A section of the thesis relied on various political and legal theories in developing conceptual principles upon which the concept of "fairness" in the global economic order should be understood and evaluated. The latter part thereafter critiqued certain aspects of the international subsidies regime (mainly governed by the WTO Agreement on Subsidies and Countervailing Measures) that are deemed inequitable and also hinder the industrial growth of many less-industrialised countries. The research offered various proposals, relying on economic theories as well, that may ameliorate the current global crisis.

What motivated you to study those topics? 

My motivation for the choice of study is driven by a combination of passion and ambition. I have always been passionate about matters of global justice and fairness in the international legal order, and how the current system could gradually advance from its inequitable foundations for the development benefits of the larger world. Also, a Law doctorate in International Economic Law will facilitate my career ambition of working in any of the international economic and development institutions. 

What did you enjoy most about your PhD?

The nature of the research has given me the opportunity to interact and network with people from diverse backgrounds and professional expertise. Also, the rigorous nature of the doctoral study has significantly helped in developing my critical ability. 

So what advice would you give to someone considering doing a PhD?

I advise that one needs to be clear about one's objectives for studying a PhD, because that ambition would be the primary motivator to get through the programme. 

Also, it is highly advised that one carefully considers one's choice of potential PhD supervisors. My choice of supervisors not only impacted positively on the quality of my research, but also my ability to complete and submit my thesis within time (3 years and a month).
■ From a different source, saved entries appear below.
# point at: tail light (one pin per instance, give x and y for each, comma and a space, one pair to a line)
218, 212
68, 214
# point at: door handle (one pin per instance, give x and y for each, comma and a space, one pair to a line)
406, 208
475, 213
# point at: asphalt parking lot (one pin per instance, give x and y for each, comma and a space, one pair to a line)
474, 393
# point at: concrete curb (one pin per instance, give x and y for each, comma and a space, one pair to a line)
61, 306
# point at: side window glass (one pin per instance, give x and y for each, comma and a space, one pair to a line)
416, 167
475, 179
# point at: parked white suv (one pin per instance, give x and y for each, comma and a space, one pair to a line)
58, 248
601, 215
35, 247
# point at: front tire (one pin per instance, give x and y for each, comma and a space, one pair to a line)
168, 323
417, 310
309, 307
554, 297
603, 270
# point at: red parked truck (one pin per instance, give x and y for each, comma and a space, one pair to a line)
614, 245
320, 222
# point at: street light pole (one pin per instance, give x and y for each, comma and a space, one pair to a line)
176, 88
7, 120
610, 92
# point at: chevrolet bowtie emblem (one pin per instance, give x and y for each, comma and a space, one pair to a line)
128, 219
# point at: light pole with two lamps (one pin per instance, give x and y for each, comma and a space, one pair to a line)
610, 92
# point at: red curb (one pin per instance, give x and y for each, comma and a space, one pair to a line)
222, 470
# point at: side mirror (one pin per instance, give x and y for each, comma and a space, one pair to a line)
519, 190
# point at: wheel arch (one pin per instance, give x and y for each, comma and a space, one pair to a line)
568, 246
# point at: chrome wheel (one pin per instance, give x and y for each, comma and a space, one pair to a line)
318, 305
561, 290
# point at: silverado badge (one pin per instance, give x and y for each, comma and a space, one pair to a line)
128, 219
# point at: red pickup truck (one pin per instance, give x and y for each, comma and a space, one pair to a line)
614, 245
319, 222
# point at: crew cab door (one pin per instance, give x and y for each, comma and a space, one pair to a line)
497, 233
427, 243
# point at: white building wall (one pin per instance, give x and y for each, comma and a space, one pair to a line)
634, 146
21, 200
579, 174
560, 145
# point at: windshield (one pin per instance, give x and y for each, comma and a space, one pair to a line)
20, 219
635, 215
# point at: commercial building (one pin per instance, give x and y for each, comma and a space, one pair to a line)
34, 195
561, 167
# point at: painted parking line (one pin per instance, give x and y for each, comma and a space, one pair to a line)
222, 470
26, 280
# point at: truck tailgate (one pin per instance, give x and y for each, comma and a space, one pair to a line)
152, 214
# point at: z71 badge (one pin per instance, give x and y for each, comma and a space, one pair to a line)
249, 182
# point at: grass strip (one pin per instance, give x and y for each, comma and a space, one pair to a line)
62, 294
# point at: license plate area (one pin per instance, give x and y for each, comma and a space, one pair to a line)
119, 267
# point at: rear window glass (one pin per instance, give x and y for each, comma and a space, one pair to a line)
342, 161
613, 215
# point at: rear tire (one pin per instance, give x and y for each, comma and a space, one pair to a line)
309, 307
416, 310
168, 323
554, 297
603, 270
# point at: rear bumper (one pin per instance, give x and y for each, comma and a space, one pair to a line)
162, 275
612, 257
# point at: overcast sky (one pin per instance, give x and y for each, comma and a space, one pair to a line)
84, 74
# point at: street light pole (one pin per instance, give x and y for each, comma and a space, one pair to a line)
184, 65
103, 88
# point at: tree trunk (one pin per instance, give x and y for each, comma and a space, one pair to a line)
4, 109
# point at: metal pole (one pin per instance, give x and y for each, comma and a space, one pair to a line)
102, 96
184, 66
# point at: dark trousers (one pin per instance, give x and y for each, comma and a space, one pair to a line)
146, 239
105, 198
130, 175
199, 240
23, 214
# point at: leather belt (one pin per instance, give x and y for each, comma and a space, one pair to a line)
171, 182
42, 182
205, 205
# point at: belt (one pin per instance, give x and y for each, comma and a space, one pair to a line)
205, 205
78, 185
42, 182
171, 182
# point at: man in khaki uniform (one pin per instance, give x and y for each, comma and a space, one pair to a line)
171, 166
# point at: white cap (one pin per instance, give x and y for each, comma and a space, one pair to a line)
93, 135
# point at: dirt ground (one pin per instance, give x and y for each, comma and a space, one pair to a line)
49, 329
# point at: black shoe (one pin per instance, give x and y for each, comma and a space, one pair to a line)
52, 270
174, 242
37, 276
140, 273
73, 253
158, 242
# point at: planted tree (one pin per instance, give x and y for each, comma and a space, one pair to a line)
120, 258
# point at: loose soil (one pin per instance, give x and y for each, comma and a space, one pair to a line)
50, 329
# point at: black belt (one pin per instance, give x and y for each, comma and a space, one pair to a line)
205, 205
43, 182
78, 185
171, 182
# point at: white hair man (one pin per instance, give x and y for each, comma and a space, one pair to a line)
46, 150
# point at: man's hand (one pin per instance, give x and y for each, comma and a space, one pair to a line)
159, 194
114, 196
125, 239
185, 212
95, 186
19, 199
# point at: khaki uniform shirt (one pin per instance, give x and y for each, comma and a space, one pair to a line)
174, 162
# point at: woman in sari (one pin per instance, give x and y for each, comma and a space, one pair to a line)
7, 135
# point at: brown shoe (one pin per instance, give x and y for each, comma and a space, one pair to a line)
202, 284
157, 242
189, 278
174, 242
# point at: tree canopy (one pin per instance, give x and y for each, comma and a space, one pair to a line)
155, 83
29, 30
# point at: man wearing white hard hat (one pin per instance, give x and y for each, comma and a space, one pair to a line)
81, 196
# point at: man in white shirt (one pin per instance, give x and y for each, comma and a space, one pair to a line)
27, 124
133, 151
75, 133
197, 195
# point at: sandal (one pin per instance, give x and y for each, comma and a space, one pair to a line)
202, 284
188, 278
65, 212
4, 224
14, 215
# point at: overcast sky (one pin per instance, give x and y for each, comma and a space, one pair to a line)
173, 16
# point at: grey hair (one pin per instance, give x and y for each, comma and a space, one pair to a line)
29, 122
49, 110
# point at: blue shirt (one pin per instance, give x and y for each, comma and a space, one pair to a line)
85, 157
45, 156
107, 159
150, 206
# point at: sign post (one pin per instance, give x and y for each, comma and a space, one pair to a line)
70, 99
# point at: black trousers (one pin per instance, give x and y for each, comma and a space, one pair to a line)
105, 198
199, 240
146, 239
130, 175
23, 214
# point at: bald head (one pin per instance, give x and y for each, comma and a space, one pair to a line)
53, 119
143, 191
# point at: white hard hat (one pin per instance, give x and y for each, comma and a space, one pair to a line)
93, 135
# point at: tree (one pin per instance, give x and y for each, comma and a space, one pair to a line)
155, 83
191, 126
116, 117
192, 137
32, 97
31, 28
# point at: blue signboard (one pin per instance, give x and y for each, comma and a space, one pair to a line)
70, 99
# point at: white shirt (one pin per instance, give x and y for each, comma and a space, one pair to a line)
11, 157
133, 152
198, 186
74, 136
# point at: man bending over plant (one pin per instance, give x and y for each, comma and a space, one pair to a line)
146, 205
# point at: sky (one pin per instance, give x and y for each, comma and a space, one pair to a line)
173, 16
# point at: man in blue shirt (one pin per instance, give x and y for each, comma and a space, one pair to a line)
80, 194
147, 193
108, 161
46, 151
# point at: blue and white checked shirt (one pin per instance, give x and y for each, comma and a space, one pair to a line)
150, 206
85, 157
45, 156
Do you have any career goals now that you've graduated?

I was called to the Nigerian Bar as a Barrister and Solicitor after passing the bar exam, and I used to practice as a corporate and commercial lawyer in Nigeria before the commencement of my PhD. I am now working towards combining a career in the international trade and investment legal practice, arbitration and dispute resolution, international development, and the legal academia. These areas of practice can be sometimes interrelated – and I am conversant with profiles of notable international lawyers that have successfully combined these areas.

Coming from Nigeria, why did you choose to come to New Zealand and study at UC?

I have always heard great stories about New Zealand. However, while searching for PhD opportunities, I was more particular about the quality of the University and the potential supervision. 

My first interaction with Dr Christian Riffel via Skype convinced me about coming to New Zealand and the University of Canterbury. The decision was made even easier when I was offered the University of Canterbury Doctoral Scholarship – and I have enjoyed every bit of the experience.

How have you found life at UC and New Zealand as an international student?

Life in New Zealand started as a culture-shock. I have lived almost my entire life in Lagos – a city with an estimated population of 20 million, according to the state's government. The lifestyle and culture over there are enormously different in many respects and fast-paced, if compared to Christchurch and New Zealand in general. 

However, I have gotten to appreciate the more relaxed and quieter lifestyle here with time, especially after embracing new leisure activities. I have also been very fortunate to meet exceptionally supportive friends and people who have made my transition enjoyable. It's also important to add that living in New Zealand in this period of the global pandemic has been a fortunate experience, if compared to the rest of the world. 

What are your interests when you are not studying?

Prior to coming to New Zealand, I mostly spend my leisure time engaging in various social activities with friends and family. But since arriving here, I have developed interests in other, mostly physical, activities like hiking, gym, badminton, and swimming. I also love my mobile chess games.